Facing mounting opposition in Australia, Lottoland offered newsagents an olive branch in October with a “world-first” revenue-share arrangement. The proposal would allow Lottoland players to nominate a newsagent and that outlet would become a Lottoland affiliate and receive 10 percent of the player’s future wagers. This offer was not affected by this week’s ruling.

“It’s important to remember that Tatts’ don’t give newsagents a single cent of their online business,” Brill says. “Behind Tatts’ smear campaign there are plenty of concerned newsagents who understand their real competitor is thelott.com.au.”

As part of this partnership model, newsagents would need to promote Lottoland’s overseas lotteries with posters and flags. However, no newsagent would be required to advertise betting on lotteries that they sell tickets for in-store. Yet the ALNA quickly dismissed the proposal as a “disingenuous idea”, adding that it was further proof that Lottoland is “trying to siphon newsagents’ customers and community goodwill.”

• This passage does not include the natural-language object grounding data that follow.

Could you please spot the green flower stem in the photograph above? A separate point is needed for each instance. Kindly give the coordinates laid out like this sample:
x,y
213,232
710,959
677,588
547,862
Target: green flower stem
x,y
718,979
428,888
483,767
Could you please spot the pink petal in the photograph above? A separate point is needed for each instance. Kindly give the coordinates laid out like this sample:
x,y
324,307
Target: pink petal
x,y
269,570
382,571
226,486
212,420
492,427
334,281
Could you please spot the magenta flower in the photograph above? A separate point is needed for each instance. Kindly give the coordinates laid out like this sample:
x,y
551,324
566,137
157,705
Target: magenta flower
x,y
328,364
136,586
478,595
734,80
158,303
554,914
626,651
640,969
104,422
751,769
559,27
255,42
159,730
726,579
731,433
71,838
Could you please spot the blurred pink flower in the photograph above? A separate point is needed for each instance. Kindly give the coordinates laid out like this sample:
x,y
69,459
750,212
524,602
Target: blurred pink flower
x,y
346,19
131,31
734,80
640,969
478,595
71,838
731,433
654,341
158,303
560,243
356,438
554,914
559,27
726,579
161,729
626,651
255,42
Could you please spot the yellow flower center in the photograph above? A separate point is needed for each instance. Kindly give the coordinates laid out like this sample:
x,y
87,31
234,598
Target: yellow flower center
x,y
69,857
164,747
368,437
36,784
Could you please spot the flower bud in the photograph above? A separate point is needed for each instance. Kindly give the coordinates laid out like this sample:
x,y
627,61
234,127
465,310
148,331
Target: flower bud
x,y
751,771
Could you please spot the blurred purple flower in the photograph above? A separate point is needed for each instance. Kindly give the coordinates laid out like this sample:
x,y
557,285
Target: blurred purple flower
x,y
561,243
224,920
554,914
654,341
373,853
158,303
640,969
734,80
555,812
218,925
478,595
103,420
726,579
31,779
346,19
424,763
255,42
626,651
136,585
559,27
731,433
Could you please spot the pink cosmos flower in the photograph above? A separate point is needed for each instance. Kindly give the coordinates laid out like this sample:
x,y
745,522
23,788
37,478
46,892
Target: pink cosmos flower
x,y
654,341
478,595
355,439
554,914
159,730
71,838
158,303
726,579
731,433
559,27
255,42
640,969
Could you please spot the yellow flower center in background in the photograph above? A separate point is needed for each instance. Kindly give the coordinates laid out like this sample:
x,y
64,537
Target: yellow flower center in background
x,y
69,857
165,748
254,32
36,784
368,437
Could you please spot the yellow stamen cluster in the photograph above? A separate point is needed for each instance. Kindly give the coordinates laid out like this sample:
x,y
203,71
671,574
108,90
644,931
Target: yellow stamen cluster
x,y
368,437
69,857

However Brill says: “Newsagents do not benefit from lottery tickets purchased via their online option, theLott.com, and it’s a reality that they too are moving more and more of their services online. In fact, just last week the winners of Australia’s $16.4 million Powerball jackpot [on October 19th] purchased their tickets online at theLott.com.” Almost 15 percent of tickets for Tatts’ lotteries are bought online, while digital customers rose 21 percent to 1.7 million in the last financial year. Tatts – the only government-licensed lottery operator in Australia – created 253 millionaires and paid out over $2.4 billion in prize money in 2016.

By comparison, Lottoland paid out $16 million in 2016, while it took until July 2017 for the first Australian millionaire (a 56-year-old grandmother from Melbourne won $1.3 million from a $5 bet on MegaMillions). As well as Lottoland being a small – but growing – player in Australia’s $2 billion lottery market, Brill argues that its online product is attracting a new breed of lottery player that seldom buys lottery tickets from a store. “Many of these customers are not traditional lottery players, but online-only punters who have been drawn to our service by the lure of large, international jackpots.”

Clearly, the Australian lottery industry, newsagents and others are rattled by this young upstart. The $5 million campaign clearly reflects their concerns and nervousness, though Lottoland has actually seen a spike in new customers since its critics launched their multi-pronged offensive. Lottoland, which has six million players worldwide, spent $11.4 million on marketing in Australia in its first year and has been fighting back against its critics, including a ‘Myths & Truths about Lottoland’ section on its website. And there is the aforementioned revenue-share offer on the table for newsagents. For now, though, it doesn’t look like ALNA members will accept the deal and the war of words is set to rumble on, while Lottoland has no intention of going away quietly.